I got there just as the Features started playing. They are truly a great band. I hope they continue playing music for a good, long time. I don’t listen to their music that often but I don’t know many bands (and any local?) who put on such a good show–it’s fun but at the same time professional. They closed with “Thursday” which I haven’t heard in years. Have they been playing it?
Anyway, how good the Features are was highlighted by the second band, Editors (or The Editors, I don’t know which). They were a competent enough band, but annoying. To me at least. They sounded a little like Idlewild and Interpol but with too much Coldplay thrown in. I thought last night that I might describe them as “if Coldplay were cool” but then I decided that was a self-negating statement and besides, near the end of the set the singer did so many ridiculous, tortured arm movements that I couldn’t use the word “cool” to describe anything about them. If Coldplay are the Dave Matthews of English music, Editors are the Jason Mraz. But not as smiley.

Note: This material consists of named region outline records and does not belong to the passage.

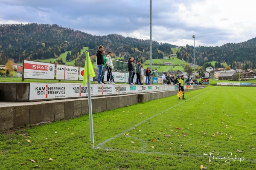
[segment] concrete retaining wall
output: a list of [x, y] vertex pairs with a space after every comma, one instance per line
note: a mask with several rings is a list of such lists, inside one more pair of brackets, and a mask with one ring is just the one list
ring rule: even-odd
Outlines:
[[[8, 89], [8, 87], [6, 88]], [[186, 89], [185, 91], [197, 89], [198, 88]], [[92, 97], [93, 113], [166, 97], [176, 95], [177, 92], [178, 90], [175, 90]], [[88, 114], [88, 98], [18, 103], [9, 102], [8, 105], [0, 105], [0, 130], [22, 126], [25, 124], [32, 125], [78, 117], [82, 114]]]

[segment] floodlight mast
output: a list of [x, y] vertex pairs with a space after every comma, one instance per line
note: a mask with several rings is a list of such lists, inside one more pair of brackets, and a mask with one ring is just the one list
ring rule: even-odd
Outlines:
[[63, 41], [65, 42], [66, 42], [66, 50], [65, 51], [65, 53], [66, 53], [66, 57], [65, 57], [65, 64], [66, 65], [66, 63], [67, 62], [67, 42], [70, 43], [68, 41]]
[[195, 35], [192, 36], [192, 38], [194, 38], [194, 78], [195, 79]]

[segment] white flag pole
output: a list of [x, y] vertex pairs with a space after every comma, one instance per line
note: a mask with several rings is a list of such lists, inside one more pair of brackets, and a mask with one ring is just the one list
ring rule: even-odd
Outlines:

Maximo Park are another band (like Diamond Nights) that I am an idiot for not talking about incessantly. They have been kicking my ass for months. They play very short, very sharp, incredibly taut post-punk. On record, their guitar and keyboards are incredibly thin, but the whole sound is punchy and incredibly direct. (Do you get the feeling that I think they’re incredible?) The voice is clear; the melodies are economical and catchy. It’s just fantastic. Live, they were much fuller. The guitar was bigger and the whole machine was more rock than the record belies. But just as direct, if not more so.
Singer Paul Smith (whose slicked over hair and trim black suit presents him as one of the Krays–or maybe just those dudes from Spandau Ballet who played the Krays in the movie) is frenetic–jumping, dancing in an angular fashion, and just shooting his words out. But he never missed a note and though the movements were certainly dramatic, it was never histrionic. Keyboardist Lukas Wooller was just as expressive. The two of them at one point had a little karate chop duel during an instrumental break in a song.
They played a great set featuring much of their debut album A Certain Trigger and a couple of oddities. The excellent B-side “Fear of Falling” which appears on the “Apply Some Pressure” single and a new song. They closed their encore by playing Stereolab’s “French Disco” with members of the Editors joining them on stage.
The sound was great (except for the Editors for whom I needed earplugs); the atmosphere bizarre (skimpily-dressed women serving fried BBQ); but the entire evening was brilliant.